CORONAVIRUS | Governo brasiliano annulla l’acquisto di 15mila respiratori fatti in Cina

Nei prossimi di tre mesi, una rete di aziende brasiliane aiutera' a soddisfare le esigenze del sistema sanitario nazionale (Sus), producendo 14.100 respiratori meccanici

Il ministero della Salute brasiliano ha annullato l’acquisto di 15.000 respiratori prodotti in Cina. La decisione di cancellare l’ordine e’ stata adottata dal ministro Nelson Teich dal momento che, secondo quanto riferisce, il fornitore non e’ piu’ in grado di produrre i dispositivi.

Secondo il governo, nei prossimi di tre mesi, una rete di aziende brasiliane aiutera’ a soddisfare le esigenze del sistema sanitario nazionale (Sus), producendo 14.100 respiratori meccanici. Tuttavia il picco di contagi e’ attualmente in corso e gli ospedali sono gia’ sprovvisti di queste attrezzature.
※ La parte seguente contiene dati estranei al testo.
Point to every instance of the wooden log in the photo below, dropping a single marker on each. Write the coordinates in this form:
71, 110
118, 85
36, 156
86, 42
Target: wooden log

I ventilatori aiutano i pazienti che non sono in grado di respirare da soli e il loro uso e’ indicato nei casi gravi della Covid-19, la malattia causata dal nuovo coronavirus.

Il ministero della Salute ha consegnato soltanto i primi 272 respiratori prodotti in Brasile la scorsa settimana. Attualmente, il Brasile ha 65.411 respiratori di cui 46.663 presso gli ospedali pubblici.

In una della sue prima interviste da ministro, Nelson Teich aveva messo in dubbio la necessita’ di acquisto di nuovi ventilatori, dal momento che, una volta finita l’emergenza le attrezzature sarebbero rimaste inutilizzate.